Hi,
I'm writing an application that works with a server over a unix socket.
I need a event loop (thread/process) to continuously poll the socket
to check if there is any messages for me . Then occasional I have to
write a message to the server. I used the cp-port package in debian
with the open-unix-socet to connect.
Question:
How can I poll for messages? If I do a read-line, would not I then
block for writing? Is there some nice way to do a select() system call.
I need to be able to write and listen for feedback at the same time
(well, as much same time as possible).
I think CL has a function 'listen that may work:
http://www.lisp.org/HyperSpec/Body/fun_listen.html
I don't have proof if this will work though (me noob!)

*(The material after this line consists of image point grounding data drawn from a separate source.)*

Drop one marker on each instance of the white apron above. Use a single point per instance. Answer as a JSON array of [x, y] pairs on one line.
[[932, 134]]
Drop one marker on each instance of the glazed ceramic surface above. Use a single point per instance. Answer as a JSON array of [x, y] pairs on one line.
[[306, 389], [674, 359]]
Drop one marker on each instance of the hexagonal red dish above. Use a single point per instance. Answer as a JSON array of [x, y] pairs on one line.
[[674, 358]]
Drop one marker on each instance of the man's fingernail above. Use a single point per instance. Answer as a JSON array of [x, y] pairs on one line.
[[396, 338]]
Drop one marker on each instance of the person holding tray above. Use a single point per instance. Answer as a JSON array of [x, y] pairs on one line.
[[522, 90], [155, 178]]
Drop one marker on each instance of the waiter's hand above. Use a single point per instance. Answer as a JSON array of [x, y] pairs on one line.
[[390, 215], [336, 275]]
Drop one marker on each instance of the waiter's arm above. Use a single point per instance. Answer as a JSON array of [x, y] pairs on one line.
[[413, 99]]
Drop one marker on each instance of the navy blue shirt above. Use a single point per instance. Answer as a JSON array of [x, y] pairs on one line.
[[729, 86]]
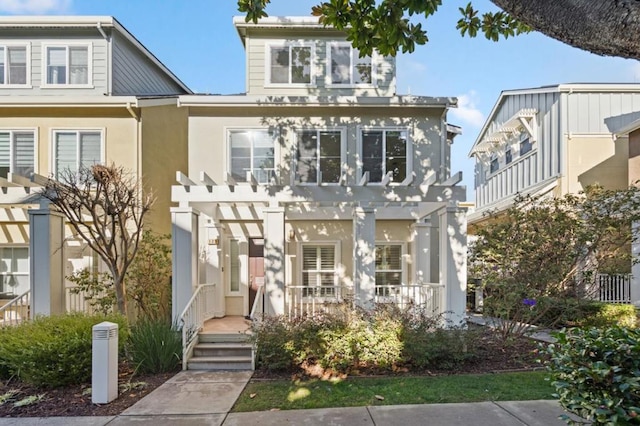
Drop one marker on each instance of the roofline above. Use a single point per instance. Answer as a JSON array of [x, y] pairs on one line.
[[87, 22], [558, 88], [315, 101]]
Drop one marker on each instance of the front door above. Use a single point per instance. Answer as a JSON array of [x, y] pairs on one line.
[[256, 268]]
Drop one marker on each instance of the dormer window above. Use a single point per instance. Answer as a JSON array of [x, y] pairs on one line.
[[68, 65], [346, 67], [14, 65], [289, 64]]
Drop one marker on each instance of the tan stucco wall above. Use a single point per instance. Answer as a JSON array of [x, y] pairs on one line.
[[596, 160], [164, 151]]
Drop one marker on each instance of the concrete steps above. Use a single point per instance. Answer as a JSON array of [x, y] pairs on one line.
[[218, 351]]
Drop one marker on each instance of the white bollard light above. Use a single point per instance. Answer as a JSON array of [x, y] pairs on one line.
[[104, 367]]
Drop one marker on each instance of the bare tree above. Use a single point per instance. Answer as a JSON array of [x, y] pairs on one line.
[[106, 206]]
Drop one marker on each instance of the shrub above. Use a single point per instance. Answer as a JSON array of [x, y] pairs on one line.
[[155, 346], [53, 351], [596, 373]]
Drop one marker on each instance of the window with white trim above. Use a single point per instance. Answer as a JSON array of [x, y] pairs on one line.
[[17, 152], [289, 64], [14, 270], [252, 151], [385, 151], [319, 270], [14, 65], [67, 65], [346, 67], [319, 156], [75, 149], [388, 268]]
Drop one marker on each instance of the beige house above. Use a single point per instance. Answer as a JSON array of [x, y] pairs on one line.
[[318, 186], [556, 140], [75, 91]]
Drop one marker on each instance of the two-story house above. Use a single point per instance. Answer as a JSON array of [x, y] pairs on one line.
[[554, 140], [75, 91], [320, 185]]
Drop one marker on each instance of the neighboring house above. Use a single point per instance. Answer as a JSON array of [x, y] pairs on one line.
[[554, 140], [320, 183], [76, 91]]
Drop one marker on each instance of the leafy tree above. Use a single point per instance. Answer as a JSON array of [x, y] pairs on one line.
[[106, 206], [542, 248], [601, 27]]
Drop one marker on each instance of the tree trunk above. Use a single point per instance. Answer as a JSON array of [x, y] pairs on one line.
[[603, 27]]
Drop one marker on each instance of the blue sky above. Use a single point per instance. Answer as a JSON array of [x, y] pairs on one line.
[[197, 41]]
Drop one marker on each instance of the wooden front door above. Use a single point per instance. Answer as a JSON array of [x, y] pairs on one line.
[[256, 268]]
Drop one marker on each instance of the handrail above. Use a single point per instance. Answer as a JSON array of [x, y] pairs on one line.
[[18, 310], [199, 308]]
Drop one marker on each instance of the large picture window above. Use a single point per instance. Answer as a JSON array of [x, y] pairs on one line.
[[289, 64], [76, 149], [14, 65], [319, 156], [318, 270], [17, 152], [67, 65], [346, 67], [385, 151], [14, 270], [252, 151]]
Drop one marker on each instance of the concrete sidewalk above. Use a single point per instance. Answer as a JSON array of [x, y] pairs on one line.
[[206, 397]]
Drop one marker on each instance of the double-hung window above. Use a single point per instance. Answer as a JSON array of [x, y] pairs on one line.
[[290, 64], [346, 67], [319, 156], [388, 268], [14, 65], [319, 270], [14, 270], [385, 151], [68, 65], [75, 149], [17, 152], [252, 151]]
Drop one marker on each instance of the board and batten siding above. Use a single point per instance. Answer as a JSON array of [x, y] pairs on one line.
[[539, 165], [37, 39], [135, 74], [256, 69]]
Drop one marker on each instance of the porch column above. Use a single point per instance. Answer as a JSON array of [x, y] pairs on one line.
[[46, 261], [422, 251], [364, 261], [453, 262], [184, 245], [274, 260], [213, 265], [635, 269]]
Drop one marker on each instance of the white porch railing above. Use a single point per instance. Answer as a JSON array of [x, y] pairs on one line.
[[427, 296], [199, 309], [16, 310], [613, 288]]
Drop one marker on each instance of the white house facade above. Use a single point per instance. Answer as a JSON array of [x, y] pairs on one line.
[[318, 186]]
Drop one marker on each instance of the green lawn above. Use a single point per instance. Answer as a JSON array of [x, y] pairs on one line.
[[290, 395]]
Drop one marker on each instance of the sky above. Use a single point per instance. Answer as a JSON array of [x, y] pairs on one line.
[[197, 41]]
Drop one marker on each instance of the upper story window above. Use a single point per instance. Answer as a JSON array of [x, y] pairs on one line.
[[319, 156], [17, 152], [289, 64], [385, 151], [74, 149], [67, 65], [252, 151], [346, 67], [14, 65], [525, 146]]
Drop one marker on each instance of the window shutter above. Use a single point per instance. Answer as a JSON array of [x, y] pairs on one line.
[[90, 149], [23, 153]]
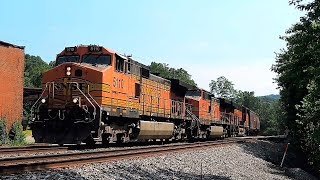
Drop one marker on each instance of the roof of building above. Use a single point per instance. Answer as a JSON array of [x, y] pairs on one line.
[[11, 45]]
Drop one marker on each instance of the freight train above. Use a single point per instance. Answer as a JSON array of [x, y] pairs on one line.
[[94, 94]]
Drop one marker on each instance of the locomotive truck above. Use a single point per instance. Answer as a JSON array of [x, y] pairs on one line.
[[95, 94]]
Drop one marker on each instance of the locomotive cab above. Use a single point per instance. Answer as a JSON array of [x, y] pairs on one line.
[[68, 106]]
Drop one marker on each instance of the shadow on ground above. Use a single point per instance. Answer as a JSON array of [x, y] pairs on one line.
[[272, 152], [139, 173]]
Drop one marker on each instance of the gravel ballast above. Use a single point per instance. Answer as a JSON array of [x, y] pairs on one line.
[[251, 160]]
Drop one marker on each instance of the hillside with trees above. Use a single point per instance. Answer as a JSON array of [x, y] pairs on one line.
[[298, 69]]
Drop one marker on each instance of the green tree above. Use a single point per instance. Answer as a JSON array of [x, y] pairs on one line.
[[165, 71], [34, 67], [298, 70], [247, 99], [223, 88]]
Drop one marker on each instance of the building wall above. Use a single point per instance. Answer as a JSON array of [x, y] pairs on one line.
[[11, 82]]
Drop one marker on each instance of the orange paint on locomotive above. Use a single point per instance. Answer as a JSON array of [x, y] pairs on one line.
[[111, 86]]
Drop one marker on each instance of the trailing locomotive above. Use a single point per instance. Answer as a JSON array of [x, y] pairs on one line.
[[95, 94]]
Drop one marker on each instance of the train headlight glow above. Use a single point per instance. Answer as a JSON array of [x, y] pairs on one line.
[[75, 100], [43, 100], [68, 71]]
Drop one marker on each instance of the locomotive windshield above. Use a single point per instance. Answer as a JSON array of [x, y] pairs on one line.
[[96, 59], [193, 93], [63, 59]]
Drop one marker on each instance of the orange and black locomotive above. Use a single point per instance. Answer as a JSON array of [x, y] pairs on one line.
[[95, 94]]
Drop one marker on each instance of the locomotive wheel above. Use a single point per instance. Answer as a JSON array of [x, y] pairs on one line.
[[105, 140], [90, 142]]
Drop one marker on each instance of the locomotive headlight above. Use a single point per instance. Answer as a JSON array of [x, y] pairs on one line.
[[43, 100], [75, 100], [68, 71]]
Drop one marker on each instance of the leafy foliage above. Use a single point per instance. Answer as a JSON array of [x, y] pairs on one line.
[[34, 67], [3, 133], [165, 71], [298, 72], [223, 88]]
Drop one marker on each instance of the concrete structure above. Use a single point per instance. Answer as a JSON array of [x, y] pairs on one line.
[[11, 82]]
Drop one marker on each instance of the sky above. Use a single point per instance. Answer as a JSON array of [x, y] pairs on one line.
[[237, 39]]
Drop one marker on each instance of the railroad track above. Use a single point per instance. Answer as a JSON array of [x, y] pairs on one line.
[[18, 164], [31, 149]]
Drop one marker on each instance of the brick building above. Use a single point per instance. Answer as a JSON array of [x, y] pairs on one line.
[[11, 82]]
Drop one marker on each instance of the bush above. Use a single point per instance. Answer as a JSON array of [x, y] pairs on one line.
[[3, 132], [16, 135]]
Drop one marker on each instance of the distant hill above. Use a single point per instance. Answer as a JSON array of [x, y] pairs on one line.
[[272, 96]]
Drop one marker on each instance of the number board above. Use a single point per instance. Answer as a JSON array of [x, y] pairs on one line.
[[71, 49], [94, 48]]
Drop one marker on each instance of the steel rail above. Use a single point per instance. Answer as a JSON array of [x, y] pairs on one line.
[[31, 149], [18, 164]]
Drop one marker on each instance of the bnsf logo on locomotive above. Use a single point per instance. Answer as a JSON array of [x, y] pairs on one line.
[[82, 86]]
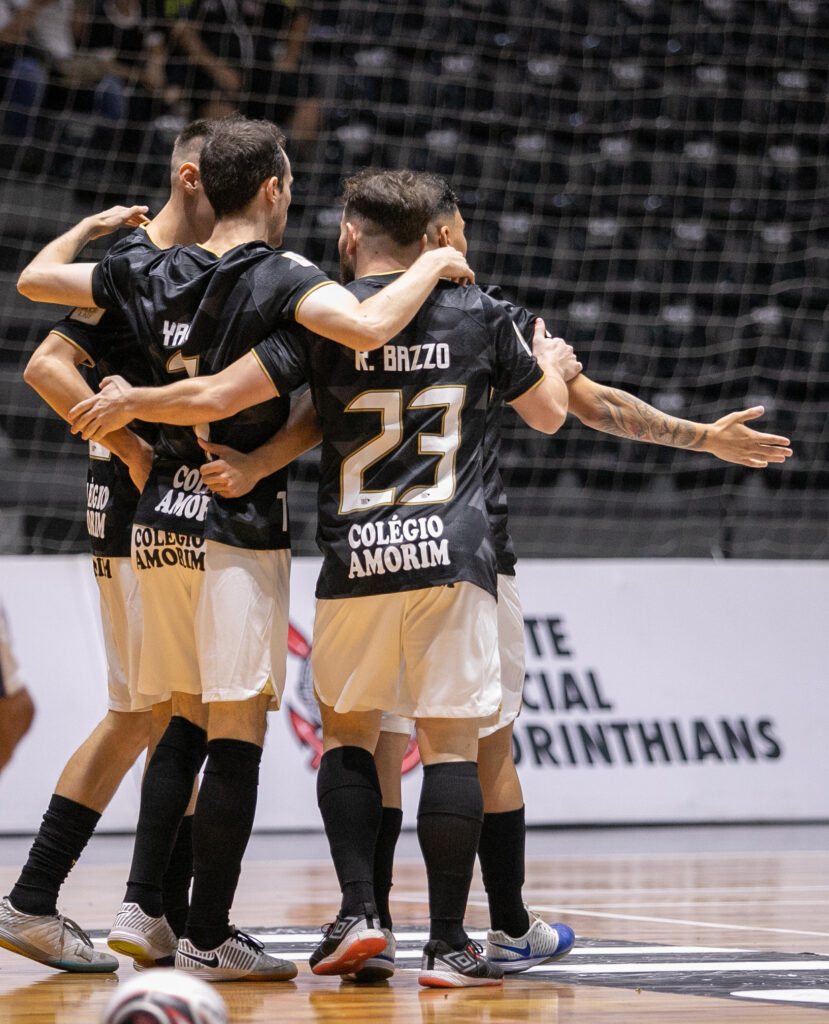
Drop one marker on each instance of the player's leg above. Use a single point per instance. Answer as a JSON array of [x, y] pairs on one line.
[[169, 663], [449, 818], [29, 916], [242, 631], [450, 669], [517, 939], [350, 803]]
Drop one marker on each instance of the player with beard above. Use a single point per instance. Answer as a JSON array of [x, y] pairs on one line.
[[200, 307], [408, 557]]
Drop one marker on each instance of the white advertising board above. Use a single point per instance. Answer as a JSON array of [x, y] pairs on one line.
[[656, 691]]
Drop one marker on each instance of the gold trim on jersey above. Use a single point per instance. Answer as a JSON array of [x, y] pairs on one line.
[[310, 291], [264, 371], [88, 361], [530, 388]]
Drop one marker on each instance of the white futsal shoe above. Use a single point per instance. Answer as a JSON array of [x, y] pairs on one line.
[[51, 939], [240, 957], [541, 943], [149, 941]]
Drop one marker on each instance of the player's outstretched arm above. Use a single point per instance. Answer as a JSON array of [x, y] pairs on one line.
[[232, 473], [52, 372], [334, 312], [51, 276], [200, 399], [623, 415]]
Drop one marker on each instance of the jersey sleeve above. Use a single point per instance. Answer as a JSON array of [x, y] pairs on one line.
[[281, 283], [516, 371], [284, 356], [93, 331]]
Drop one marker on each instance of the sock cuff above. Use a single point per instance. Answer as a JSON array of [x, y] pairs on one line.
[[85, 816], [451, 788], [346, 766], [233, 752]]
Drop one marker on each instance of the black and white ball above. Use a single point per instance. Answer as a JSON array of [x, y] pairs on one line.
[[165, 996]]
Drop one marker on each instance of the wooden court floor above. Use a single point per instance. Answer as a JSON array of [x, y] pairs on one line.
[[664, 934]]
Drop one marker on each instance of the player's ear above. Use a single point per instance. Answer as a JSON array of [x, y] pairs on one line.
[[188, 176], [352, 238]]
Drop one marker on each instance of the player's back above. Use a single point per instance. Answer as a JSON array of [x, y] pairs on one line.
[[401, 500]]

Huh? I thought you didn't want to wait for input, that you wanted to
poll if input is available? All polling systems use a loop - I have
yet to see a polling system that doesn't have a loop. I think CL has
nice enough loops (and modern computing systems are fast enough
anyway).
Unfortunately, the CL standard doesn't have threads, and whatever
threads exist are implementation-dependent. But AFAIK the overhead of
switching threads would be similar to the loop overhead in a polling
system - the threads simply allow you to abstract away the polling
(which would be better IMO). If CL had continuations, in fact you
could write "thread-like" code that is equivalent to a polling loop
(without an explicit polling loop) and without requiring real threads.
How is your program structured, anyway? If your CL implementation has
a good threads implementation, and you're using threads, I would expect
that if a thread does a blocking operation (e.g. 'read-line) the CL
implementation would not waste time on it. Is it really wasting that
much resources?
(all of the above, of course, coming from a complete noob!)